US parents face fines and jail time if teenage children drink alcohol at parties, even at home under adult supervision. A Virginia couple who provided beer at their home for their 16-year-old's birthday party to stop him from drinking behind their backs, ran afoul of a law banning alcohol for under 21s, and were sent to jail for two years earlier this month.

Many of the 50 US states allow for fines of up to 1,000 dollars for each underage guest if alcoholic beverages are served at your house in their presence -- whether they have imbibed or not. "If you expect 60 teenagers, you'd better keep your eyes peeled," said a French mother who recently held a high school graduation party for her kids at her home in Bethesda, Maryland, outside Washington. May-June is graduation season, and each year fewer parents in the Washington area dare to let their teens celebrate at home, rather than at school or a rented hall.

"A police officer came to our high school to tell us the rules we had to follow," said the French mother who preferred to remain anonymous. "When I told him I was planning to hold a party for the kids at my house, he looked at me like I was crazy," she added. Armed with advice from a lawyer, she deputized a dozen parents as all-night chaperones. "We searched every bag, then we did it again. We prevented anybody leaving from going back into the house. Some of us paced up and down outside, keeping an eye on the surroundings. We closed the gates with bicycle locks," said a father who worked on the committee until 4:00 am. "It was worth it," he said.

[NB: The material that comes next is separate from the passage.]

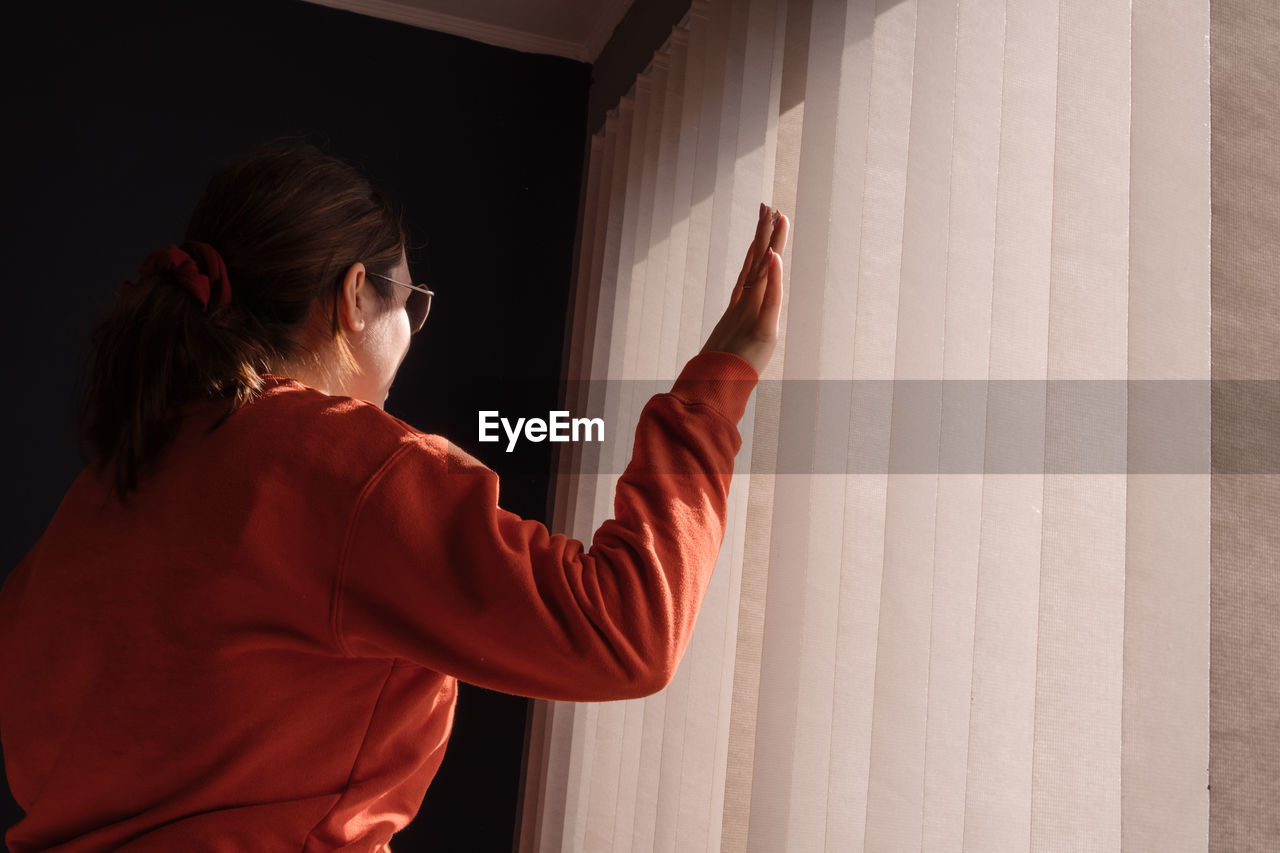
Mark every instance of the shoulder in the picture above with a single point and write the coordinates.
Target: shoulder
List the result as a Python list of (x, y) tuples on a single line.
[(293, 430)]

"We found eight bottles of booze stashed in the bushes during the night and the next morning." "Breaking the law became a game," said the mother who organized the party. The minimum age to drive a car in the United States is 16. Teens can join the military and vote at 18, but 80 percent of Americans oppose lowering the drinking age to 18, as it was before The National Minimum Drinking Age Act was passed in 1984.

Federal dollars can be withheld from states that allow the purchase of alcohol to anyone under the age of 21. Each year, around 5,000 people under 21 die as a result of underage drinking, including 1,900 in traffic accidents and 1,600 in homicides, according to the National Institute on Alcohol Abuse and Alcoholism.

A Justice Department study in 2003 found a greater percentage of young people aged 15 to 16 from nearly all European countries reported drinking in the past 30 days than in the United States, especially in Denmark, Germany, Britain and Netherlands. Other studies have found 7.7 percent of US children and youths aged 12-20 were dependent on alcohol, and 47 percent of high school graduates admitted to occasional drinking.